The following is an excerpt of Maria Brito’s blog The Groove, issue #115
entitled “How to Get Better at What You Do.”
I find her posts engaging and inspiring. I hope you do too.
Enjoy! Happy Holidays!
How Wayne Thiebaud Found His Signature Style
Wayne Thiebaud in his studio in Sacramento in 1963.
You know that everything has been invented and done already. What makes you and the world tick about what you have to say or offer is how different you are from everyone else.
Despite having seen Wayne Thiebaud’s paintings about pastries, diners, fruits, and objects thousands of times, I still delight in their uniqueness and consistency. Besides, you can recognize a Thiebaud from miles away. Nobody paints like he did. That is a true signature style, the thing that is yours and only yours and that applies equally to all you do: artmaking, content development, teaching, selling or anything else.
But for Thiebaud that wasn’t always the case. He grew up between Arizona and California and had a natural talent for drawing and painting. This is what he was organically good at.

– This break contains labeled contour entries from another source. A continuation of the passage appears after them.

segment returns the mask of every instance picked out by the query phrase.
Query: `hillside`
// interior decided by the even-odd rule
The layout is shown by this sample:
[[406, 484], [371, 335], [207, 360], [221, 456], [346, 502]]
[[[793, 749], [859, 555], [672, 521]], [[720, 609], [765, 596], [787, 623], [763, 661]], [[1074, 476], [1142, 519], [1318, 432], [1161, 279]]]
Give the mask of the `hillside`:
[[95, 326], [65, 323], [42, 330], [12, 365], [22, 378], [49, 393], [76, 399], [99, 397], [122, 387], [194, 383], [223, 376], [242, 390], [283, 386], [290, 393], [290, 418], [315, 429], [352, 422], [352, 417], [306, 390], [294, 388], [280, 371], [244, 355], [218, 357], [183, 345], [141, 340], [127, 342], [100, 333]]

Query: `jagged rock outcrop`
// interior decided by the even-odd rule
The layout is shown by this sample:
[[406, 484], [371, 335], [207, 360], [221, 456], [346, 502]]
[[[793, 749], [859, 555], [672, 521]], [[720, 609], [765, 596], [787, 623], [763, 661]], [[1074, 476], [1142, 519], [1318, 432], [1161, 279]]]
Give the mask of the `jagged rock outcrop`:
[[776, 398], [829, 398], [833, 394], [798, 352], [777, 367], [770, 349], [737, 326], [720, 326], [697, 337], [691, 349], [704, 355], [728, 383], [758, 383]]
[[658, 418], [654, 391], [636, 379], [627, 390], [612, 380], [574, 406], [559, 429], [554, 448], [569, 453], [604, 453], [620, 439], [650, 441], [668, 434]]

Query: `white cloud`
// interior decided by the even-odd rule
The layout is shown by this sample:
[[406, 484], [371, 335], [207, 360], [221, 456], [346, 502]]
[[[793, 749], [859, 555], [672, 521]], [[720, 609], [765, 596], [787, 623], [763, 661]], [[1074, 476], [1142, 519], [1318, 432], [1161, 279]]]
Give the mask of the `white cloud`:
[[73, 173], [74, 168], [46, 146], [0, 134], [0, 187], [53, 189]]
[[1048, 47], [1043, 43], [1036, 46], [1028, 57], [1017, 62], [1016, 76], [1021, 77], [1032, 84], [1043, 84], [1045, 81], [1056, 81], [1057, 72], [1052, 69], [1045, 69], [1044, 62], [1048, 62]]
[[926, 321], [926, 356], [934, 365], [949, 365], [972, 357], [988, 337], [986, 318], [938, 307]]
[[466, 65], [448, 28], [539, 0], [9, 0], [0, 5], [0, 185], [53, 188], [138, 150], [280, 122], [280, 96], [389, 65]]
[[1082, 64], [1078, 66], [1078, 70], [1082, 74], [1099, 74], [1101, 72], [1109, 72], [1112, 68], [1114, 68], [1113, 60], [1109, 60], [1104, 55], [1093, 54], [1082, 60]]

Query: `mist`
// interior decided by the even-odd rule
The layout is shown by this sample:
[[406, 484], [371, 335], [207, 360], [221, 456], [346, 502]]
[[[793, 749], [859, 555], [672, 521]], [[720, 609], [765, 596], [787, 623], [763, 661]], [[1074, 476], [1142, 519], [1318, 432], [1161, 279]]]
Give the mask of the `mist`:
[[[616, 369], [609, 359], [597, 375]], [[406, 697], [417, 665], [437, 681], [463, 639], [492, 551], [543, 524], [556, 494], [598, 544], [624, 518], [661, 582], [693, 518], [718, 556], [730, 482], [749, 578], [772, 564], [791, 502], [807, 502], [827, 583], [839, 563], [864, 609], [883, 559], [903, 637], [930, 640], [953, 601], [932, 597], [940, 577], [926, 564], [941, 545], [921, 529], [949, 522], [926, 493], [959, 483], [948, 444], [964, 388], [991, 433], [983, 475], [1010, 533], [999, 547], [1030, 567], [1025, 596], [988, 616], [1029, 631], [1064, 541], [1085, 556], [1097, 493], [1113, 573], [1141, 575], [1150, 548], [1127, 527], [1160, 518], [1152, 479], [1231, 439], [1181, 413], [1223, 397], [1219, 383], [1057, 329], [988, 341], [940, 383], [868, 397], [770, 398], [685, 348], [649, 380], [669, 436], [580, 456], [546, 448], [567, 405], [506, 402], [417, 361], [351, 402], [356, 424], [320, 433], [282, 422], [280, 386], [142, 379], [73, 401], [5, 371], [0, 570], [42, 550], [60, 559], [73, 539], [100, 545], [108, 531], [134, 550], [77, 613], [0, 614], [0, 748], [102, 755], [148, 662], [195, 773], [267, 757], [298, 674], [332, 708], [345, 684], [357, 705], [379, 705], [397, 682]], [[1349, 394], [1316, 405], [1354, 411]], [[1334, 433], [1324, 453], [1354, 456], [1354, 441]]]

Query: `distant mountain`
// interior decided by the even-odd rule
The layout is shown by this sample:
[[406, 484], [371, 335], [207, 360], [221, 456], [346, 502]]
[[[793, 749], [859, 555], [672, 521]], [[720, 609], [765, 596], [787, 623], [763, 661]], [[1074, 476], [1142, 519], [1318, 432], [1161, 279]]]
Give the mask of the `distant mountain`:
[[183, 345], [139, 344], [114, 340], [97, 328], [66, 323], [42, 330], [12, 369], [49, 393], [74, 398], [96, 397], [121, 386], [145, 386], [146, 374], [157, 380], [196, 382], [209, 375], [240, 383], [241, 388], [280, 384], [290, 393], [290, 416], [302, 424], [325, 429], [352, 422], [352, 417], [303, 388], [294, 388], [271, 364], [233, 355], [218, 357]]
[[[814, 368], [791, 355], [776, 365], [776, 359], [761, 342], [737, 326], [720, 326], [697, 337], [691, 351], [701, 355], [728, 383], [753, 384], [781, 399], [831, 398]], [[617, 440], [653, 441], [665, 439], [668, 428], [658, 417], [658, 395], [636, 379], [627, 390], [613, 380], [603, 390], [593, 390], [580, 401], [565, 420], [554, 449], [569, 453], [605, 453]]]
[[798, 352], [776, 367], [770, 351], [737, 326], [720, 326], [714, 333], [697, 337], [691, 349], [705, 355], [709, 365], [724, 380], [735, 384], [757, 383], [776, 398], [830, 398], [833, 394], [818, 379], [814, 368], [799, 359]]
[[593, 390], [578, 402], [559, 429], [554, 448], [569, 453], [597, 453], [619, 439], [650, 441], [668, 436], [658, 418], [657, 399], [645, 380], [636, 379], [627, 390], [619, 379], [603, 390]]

Thiebaud didn’t have the money to go to art school but was able to cut his teeth in jobs in the ad and graphic design department of a few companies, including Disney. Around 1956, he was toying with the idea of becoming a full-time artist and he took a trip to New York because he wanted to meet his idols, the painters of the abstract expressionism movement.
Wayne Thiebaud, Boston Cremes, 1962. Oil on canvas.
And he got his wish, especially with Willem de Kooning, who invited Thiebaud to his studio on 10th Street. “He said that he thought I was a pretty good painter, but that it lacked any kind of focus in a way which was important. You are focusing on what I call ’the signs of art.’ In other words, someone suddenly becomes famous and everybody looks at what the signs of that particular painter are – brushstrokes, drips, whatever. So, you think, maybe that’s what I should get into my work. That’s not the way to go about it.”
When de Kooning asked Thiebaud, “Why are you painting anyway?” He replied, “Well, I love doing it.” de Kooning answered, “That’s not enough; you have to find something you really know something about and that you are really interested in, and just do that.”
In simpler words: de Kooning had told Thiebaud: “you do you.”
And that is the most crucial step to get to your unique proposition. The things only you can do because only you have had all the cumulative experiences that form and inform your life and that nobody else has.
If You Sit with the Question (and Do the Work) the Answer Will Come
Wayne Thiebaud, Jolly Cones, 2002. Oil on wood.
There are two things that I always stress when people ask me how to get unstuck or move forward professionally: spend time in silence feeding questions to your subconscious and get to work immediately after.
For Thiebaud, the conversation with de Kooning was a rude awakening. He went back to California and sat with this question for a bit, asking to himself “who am I?”
“I’ve never been to art school. I know a little bit about art history. I grew up a Mormon boy in America. I worked in restaurants and helped cook hamburgers, washed dishes, was a busboy. What is that world? Is there anything in that world? So, I said I’m going to just start as directly as I can. And I took the canvas and made some ovals, thinking about Cézanne – the cube, the cone, and the sphere – and put some triangles over them and thought, well, that maybe could represent a pie on a plate.”
It’s not that Thiebaud spent months philosophizing about his life. He just went straight to the canvas and started representing the honest answers to his questions in a physical form.
Those answers became the beginning of an insanely successful career that lasted until last year when he died at the age of 101. Thiebaud became known for his unique focus on paintings of everyday subject matters -especially food- inflected with pastel hues and a sense of Americana. These works are now staples at major exhibitions, art fairs and auction house sales; Four Pinball Machines (1962) sold at Christie’s for a staggering $19.1 million in July 2020.
So here are three questions to ponder for the remainder of 2022: 1) Why are you doing what you are doing? If the answer is “because I love it and I’m good at it”, that’s great but you need to answer two more: 2) who are you? 3) what do you really know and are really interested in?
Once you’ve reflected on them, write them down. Be raw and honest, and then go to work. You may just find your home run.